Seemannsdiakon Sturm: Klischee und Wirklichkeit
Klischee und Wirklichkeit. Jeden Donnerstag schreibt Fiete Sturm, der Seemannsdiakon von Hamburg-Altona und Leiter der Seemannsmission, eine Kolumne für den Ankerherz Blog. Diesmal geht es um das Bild des Seemanns – und ein Abgleich mit der Realität.
Moin!
Heute möchte ich Euch etwas über die Top 3 der größten Klischees in der kommerziellen Seefahrt erzählen – und mit Euch herausfinden, was heute noch daran wahr sein könnte.
Ich habe vor fünf Jahren begonnen, als Seemannsdiakon in der Seemannsmission Altona zu arbeiten. Und in dieser Zeit bin ich immer wieder mit den klassischen Vorurteilen über Seeleute konfrontiert worden. Auch mit romantisch verklärten Bildern. Ich selbst spiele gerne mit diesen Erwartungen, wenn ich Menschen unsere Arbeit erkläre. Aber vieles hat sich in der Seefahrt über die Jahrhunderte verändert. Wir transportieren unsere Güter nicht mehr in hölzernen Segelschiffen um den Globus, sondern in schwerölbetriebenen Stahlgiganten.
Darum möchte ich jetzt mit euch mal ein paar dieser Stereotype unter die Lupe nehmen!
Klischee 1: Äußere Erscheinung
„Seemänner tragen Mütze und Bart. Sie sind meistens mit einem Anker tätowiert, rauchen Pfeife und sind raue, verwitterte Gestalten, die nichts so leicht erschüttert.“
Fakt: Bis auf wenige Ausnahmen trifft dieses Bild heute nicht mehr zu. Viele Seeleute kommen von den Philippinen oder aus Osteuropa. Sie tragen heute zweckmäßige Schutzkleidung und sehen oft so aus, wie viele andere Industriearbeiter auch. Bei mir im Seemannsheim waren schon viele Touristen enttäuscht, wenn sie keine Bilderbuchmatrosen antrafen. Dass die Filipinos in westlicher Kleidung um sie herum gestandene Seeleute waren, wollten sie da erst gar nicht so recht glauben.
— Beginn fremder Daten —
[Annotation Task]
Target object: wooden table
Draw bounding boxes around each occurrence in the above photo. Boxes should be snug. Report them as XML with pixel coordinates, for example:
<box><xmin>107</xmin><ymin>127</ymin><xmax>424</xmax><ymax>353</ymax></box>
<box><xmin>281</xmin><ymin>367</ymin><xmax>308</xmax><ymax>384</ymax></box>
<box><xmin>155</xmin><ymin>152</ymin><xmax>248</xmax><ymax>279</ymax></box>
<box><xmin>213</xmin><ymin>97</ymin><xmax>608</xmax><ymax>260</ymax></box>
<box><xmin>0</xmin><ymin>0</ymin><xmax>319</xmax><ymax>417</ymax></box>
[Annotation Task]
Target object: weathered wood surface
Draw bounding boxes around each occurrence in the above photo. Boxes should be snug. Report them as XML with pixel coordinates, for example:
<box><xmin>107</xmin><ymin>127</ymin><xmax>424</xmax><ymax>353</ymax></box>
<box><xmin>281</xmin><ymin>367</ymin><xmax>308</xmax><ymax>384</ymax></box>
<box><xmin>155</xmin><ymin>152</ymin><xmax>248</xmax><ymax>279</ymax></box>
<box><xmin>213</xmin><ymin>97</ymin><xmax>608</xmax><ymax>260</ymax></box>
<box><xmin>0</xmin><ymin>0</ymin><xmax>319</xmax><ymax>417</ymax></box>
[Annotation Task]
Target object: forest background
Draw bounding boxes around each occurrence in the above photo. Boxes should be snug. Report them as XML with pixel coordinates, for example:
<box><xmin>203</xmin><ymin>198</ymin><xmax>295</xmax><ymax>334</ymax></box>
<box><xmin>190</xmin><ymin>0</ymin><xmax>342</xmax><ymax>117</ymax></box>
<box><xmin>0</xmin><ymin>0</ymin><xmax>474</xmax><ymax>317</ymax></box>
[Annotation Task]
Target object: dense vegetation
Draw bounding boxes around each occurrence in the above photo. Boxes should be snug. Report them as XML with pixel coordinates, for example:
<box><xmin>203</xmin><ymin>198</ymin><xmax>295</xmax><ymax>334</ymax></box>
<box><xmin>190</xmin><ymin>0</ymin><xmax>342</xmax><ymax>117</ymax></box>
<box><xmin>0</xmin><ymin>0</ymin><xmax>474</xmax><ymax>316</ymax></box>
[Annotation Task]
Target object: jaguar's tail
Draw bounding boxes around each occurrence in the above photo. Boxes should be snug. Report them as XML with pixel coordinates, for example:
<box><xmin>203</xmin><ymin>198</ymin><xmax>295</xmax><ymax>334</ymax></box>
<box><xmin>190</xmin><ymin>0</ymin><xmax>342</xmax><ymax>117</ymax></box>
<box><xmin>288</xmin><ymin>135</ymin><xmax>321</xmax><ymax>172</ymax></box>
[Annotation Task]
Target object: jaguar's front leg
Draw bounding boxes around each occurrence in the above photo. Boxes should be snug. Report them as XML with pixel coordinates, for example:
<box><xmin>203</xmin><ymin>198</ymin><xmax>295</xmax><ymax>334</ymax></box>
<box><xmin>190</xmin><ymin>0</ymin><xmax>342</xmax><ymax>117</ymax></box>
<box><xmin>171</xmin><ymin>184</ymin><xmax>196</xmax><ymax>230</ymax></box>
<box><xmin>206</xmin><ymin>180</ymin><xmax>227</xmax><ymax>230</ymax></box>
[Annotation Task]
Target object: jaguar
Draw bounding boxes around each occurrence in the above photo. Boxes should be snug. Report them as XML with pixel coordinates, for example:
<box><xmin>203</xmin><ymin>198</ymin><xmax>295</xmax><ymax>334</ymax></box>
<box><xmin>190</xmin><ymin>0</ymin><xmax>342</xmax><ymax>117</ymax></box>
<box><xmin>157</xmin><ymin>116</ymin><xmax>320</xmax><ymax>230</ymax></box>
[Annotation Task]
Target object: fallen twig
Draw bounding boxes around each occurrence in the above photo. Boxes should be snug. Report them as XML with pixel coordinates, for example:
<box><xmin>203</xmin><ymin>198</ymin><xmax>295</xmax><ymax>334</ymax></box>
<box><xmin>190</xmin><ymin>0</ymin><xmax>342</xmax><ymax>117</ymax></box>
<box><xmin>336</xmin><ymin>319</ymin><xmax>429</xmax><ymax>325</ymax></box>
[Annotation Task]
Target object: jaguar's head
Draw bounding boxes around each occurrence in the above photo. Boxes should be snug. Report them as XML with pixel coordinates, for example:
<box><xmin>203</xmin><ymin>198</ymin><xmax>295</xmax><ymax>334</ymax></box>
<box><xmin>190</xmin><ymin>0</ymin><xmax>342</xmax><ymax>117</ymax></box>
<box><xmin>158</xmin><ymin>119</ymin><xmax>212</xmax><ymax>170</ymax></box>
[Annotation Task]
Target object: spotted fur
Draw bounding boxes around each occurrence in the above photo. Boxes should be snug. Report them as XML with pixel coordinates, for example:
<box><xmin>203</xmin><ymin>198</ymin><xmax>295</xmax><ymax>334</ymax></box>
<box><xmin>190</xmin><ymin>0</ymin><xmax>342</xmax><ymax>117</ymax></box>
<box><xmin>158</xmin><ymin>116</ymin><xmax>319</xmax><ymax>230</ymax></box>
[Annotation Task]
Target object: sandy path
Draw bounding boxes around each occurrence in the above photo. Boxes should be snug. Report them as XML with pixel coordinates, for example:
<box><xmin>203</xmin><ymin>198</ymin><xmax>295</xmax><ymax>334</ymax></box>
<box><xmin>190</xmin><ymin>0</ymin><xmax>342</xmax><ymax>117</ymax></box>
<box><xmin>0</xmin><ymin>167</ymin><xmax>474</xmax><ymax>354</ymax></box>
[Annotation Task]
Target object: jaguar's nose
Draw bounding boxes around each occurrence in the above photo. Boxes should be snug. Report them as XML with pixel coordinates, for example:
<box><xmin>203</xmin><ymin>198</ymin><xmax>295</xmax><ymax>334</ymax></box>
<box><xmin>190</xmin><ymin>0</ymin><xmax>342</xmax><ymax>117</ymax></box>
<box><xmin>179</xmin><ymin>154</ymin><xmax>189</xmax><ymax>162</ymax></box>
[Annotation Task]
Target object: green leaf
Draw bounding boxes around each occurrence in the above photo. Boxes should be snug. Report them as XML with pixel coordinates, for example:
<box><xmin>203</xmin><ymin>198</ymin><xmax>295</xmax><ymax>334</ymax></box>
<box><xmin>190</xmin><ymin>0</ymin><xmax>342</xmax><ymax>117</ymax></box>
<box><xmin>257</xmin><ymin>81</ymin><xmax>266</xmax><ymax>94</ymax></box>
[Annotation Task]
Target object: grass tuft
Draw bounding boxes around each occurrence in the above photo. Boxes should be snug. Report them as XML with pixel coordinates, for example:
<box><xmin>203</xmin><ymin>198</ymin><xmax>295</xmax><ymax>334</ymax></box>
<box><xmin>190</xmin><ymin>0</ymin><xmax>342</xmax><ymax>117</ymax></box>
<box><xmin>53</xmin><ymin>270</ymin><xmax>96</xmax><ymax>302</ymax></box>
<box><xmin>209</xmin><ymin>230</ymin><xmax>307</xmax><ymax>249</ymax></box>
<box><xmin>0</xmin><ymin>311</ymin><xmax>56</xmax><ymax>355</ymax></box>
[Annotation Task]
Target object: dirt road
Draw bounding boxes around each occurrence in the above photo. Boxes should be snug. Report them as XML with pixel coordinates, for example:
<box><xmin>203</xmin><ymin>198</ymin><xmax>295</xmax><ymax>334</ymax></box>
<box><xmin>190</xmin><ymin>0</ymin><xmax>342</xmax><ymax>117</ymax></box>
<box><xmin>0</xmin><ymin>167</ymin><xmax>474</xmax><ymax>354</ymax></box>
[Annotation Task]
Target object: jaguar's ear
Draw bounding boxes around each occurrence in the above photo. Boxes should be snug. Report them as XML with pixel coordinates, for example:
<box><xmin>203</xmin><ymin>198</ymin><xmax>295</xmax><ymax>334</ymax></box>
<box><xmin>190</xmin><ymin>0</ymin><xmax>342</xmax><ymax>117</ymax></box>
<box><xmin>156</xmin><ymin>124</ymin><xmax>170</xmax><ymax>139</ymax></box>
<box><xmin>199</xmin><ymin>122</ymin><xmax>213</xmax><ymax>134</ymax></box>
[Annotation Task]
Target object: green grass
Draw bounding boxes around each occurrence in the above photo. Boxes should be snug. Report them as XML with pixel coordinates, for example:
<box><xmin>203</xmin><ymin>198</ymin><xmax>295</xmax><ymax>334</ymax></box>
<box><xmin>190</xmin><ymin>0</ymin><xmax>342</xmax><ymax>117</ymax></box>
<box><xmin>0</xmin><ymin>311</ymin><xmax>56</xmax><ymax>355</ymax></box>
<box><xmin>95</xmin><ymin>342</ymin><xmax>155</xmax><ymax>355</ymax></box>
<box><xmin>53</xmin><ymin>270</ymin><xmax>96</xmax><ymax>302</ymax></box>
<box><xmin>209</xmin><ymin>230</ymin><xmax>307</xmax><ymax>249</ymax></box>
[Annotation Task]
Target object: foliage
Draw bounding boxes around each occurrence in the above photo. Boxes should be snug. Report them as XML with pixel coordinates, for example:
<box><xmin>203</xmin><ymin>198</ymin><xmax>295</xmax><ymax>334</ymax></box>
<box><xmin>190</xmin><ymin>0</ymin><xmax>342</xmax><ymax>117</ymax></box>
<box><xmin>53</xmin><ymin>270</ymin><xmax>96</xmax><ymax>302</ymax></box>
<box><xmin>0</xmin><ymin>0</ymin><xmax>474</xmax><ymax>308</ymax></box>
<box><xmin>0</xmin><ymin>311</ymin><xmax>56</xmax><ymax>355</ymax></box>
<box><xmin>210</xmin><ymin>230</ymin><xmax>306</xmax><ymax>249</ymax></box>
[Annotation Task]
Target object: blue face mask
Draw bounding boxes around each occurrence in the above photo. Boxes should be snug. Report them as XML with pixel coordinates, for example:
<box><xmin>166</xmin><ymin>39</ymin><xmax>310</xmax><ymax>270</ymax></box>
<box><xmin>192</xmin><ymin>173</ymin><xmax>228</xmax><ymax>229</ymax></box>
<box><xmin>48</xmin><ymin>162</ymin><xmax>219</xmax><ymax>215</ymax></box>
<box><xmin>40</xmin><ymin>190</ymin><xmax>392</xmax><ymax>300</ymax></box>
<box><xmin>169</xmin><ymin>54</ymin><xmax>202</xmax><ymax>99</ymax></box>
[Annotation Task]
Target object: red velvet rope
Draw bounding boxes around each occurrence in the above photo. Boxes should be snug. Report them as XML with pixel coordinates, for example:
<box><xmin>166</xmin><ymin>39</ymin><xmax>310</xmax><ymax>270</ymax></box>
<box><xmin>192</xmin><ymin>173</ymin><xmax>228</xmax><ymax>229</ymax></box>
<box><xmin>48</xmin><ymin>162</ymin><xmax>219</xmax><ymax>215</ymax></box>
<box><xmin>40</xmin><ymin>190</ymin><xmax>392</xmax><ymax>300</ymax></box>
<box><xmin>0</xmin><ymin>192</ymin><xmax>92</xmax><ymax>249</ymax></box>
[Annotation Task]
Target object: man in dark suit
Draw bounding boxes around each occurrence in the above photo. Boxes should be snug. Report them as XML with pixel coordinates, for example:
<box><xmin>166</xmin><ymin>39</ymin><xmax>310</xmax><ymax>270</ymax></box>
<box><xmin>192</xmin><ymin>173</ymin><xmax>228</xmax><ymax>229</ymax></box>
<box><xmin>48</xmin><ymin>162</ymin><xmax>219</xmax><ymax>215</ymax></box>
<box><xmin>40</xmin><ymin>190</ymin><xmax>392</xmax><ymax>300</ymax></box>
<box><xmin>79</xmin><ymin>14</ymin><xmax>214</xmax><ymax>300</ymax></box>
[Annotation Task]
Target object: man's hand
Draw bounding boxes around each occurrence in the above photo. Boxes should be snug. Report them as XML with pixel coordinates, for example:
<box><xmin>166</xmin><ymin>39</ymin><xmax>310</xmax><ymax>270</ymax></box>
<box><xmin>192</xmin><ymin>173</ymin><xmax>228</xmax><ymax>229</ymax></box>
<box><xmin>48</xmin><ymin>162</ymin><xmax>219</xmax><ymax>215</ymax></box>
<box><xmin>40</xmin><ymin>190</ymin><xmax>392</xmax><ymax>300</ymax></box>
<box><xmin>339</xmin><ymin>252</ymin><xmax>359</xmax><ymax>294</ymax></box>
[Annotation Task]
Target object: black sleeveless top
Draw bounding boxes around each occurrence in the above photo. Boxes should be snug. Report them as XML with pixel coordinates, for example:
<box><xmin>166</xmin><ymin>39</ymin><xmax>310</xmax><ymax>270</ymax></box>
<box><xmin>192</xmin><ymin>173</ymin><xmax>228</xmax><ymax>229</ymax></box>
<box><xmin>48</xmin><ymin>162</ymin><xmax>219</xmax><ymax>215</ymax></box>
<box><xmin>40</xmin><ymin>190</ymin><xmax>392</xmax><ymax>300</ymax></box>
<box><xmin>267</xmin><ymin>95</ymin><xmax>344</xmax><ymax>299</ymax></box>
Übrigens gibt es nicht nur Seemänner,sondern auch viele Frauen. Gerade auf Kreuzfahrtschiffen arbeiten viele weibliche Seeleute. Und auch auf Containerschiffen habe ich schon mehr als eine Ingenieurin im Maschinenraum angetroffen.
Klischee 2: Der Alkohol
„Wer kennt das nicht? Stets ne Buddel Schnaps in der Seekiste zu haben ist geradezu Pflicht für den Matrosen von Welt! Im Segelzeitalter gehörte die tägliche Rumration zum normalen Ablauf an Bord. Und wenn man dann beim Landgang über die Reeperbahn zieht, darf der heiße Grog und die Geschichte vom Klabautermann nicht fehlen!“
Fakt: Viele Schiffe sind heutzutage komplett „trocken“. Seeleute arbeiten in einem gefährlichen Industrieberuf und Alkohol am Arbeitsplatz ist meistens streng verboten. Nicht wenige Schifffahrtsagenturen lassen ihre Seeleute vorm Ablegen ins Röhrchen pusten, um sicherzugehen, dass sie nüchtern sind.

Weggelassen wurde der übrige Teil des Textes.